Diese mit nicht einmal 2000 Wörtchen doch sehr kurze Geschichte hat mir sehr gut gefallen. Ich konnte nicht anders, als sie nach dem ersten Lesen gleich noch einmal zu lesen, mit dem richtigen Wissen, worum es sich handelt.
Die Idee ist super, die Umsetzung ist es auch und ich versuche, diese Kritik spoilerfrei zu schreiben – denn ihr solltet sie unvoreingenommen lesen! Ihr solltet diese Geschichte lesen!
Der schlichte Titel passt gut zu dieser Erzählung.
Der Anfang irritiert ein wenig, weil sich der Ich-Erzähler nicht weiter vorstellt und auch nicht vorgestellt wird – aber das ist Absicht. Sehr gekonnt wird hier erst einmal die Erzählsituation offen gelassen und nur ein paar vage Andeutungen liefern Hinweise. Funktioniert jedenfalls gut, um die Neugier zu wecken.

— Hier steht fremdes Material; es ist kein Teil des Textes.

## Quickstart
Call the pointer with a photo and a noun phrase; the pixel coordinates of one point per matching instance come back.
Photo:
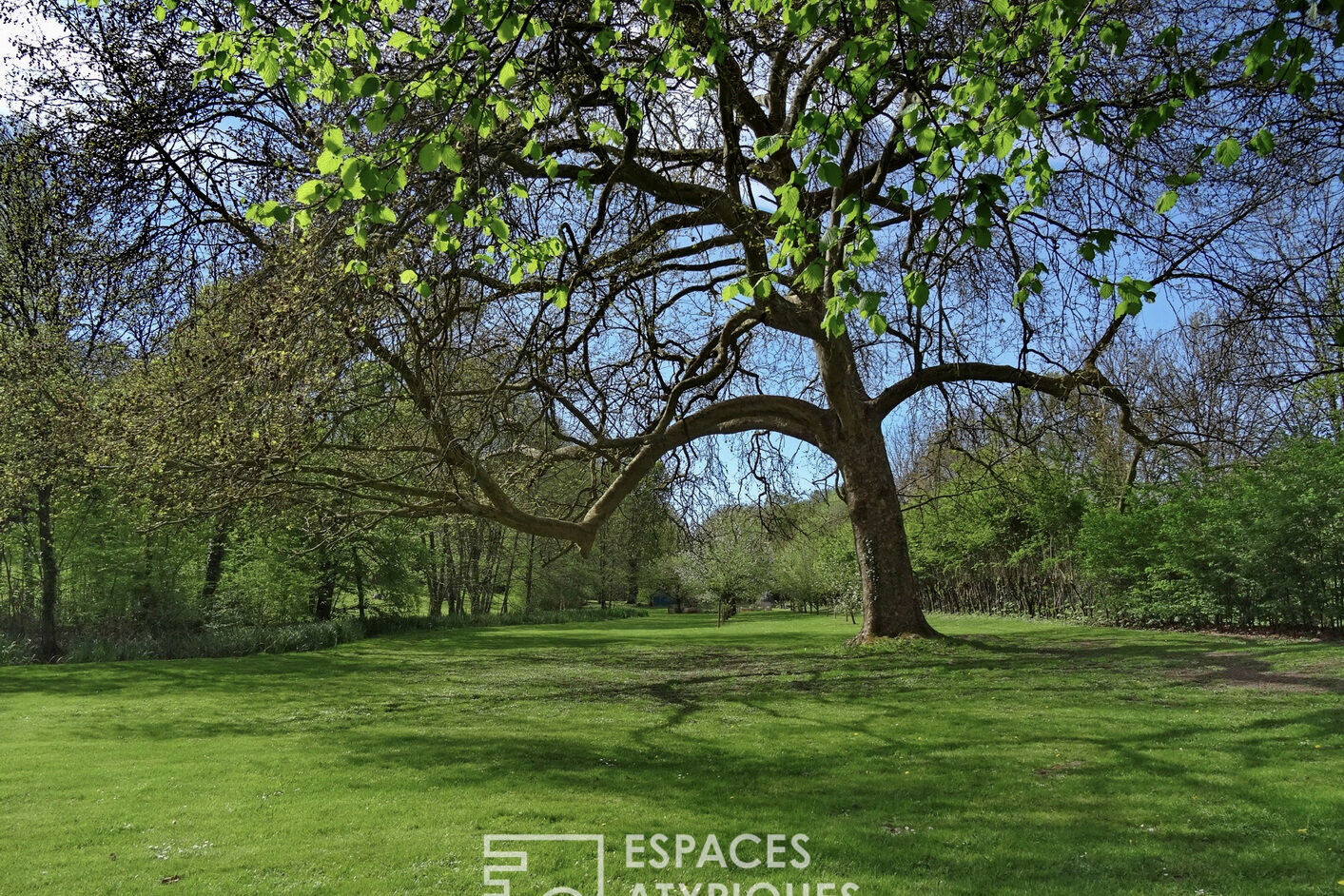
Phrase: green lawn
(1016, 758)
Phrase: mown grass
(1015, 758)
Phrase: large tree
(668, 221)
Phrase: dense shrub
(1249, 546)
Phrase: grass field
(1016, 758)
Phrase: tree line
(468, 277)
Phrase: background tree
(591, 182)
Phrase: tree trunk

Eine Stelle in der zweiten Zeile irritiert mich. Wonach streckt er seine Arme aus? “nach ihnen” – aber bisher gibt es nichts im Text, worauf sich diese Stelle beziehen könnte. Vielleicht ein Überarbeitungsfehler? Einen Satzteil gelöscht und vergessen, den Bezug im zweiten Satz ebenfalls herauszunehmen?

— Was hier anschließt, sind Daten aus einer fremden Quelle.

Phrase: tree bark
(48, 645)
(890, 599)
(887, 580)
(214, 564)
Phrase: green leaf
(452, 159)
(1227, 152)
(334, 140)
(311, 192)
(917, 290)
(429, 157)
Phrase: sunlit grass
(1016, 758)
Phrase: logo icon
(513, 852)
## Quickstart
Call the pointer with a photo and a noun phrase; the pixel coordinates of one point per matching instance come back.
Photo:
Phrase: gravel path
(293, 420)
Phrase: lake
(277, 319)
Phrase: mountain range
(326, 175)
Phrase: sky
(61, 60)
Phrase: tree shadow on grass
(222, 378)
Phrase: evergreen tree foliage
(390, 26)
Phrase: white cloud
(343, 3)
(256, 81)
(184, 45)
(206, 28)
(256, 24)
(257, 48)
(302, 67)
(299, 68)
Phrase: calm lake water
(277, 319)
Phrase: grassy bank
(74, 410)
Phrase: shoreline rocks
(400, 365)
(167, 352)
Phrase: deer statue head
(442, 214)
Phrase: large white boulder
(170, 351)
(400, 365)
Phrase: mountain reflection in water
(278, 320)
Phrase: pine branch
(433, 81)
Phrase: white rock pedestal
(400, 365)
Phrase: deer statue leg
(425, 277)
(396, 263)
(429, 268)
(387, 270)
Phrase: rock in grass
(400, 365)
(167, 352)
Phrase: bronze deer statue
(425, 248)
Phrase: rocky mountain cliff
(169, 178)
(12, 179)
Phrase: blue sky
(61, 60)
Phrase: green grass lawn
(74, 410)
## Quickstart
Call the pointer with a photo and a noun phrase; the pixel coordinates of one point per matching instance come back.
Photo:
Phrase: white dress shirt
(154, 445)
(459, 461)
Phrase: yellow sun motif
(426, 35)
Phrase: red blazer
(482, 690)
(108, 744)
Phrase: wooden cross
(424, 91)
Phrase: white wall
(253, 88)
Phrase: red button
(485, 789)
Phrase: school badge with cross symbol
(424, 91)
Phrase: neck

Aber schon der erste Abschnitt vermag es, eine gewissen Atmosphäre entstehen und den Ort vor dem inneren Auge auftauchen zu lassen.
Die Beschreibungen des Ich-Erzählers sind passend und sie fügen sich eine um die andere wie zu einem Puzzle zusammen. Die verschiedenen Episoden/Szenen im Text erzeugen ein Bild und sind stimmig aufeinander bezogen.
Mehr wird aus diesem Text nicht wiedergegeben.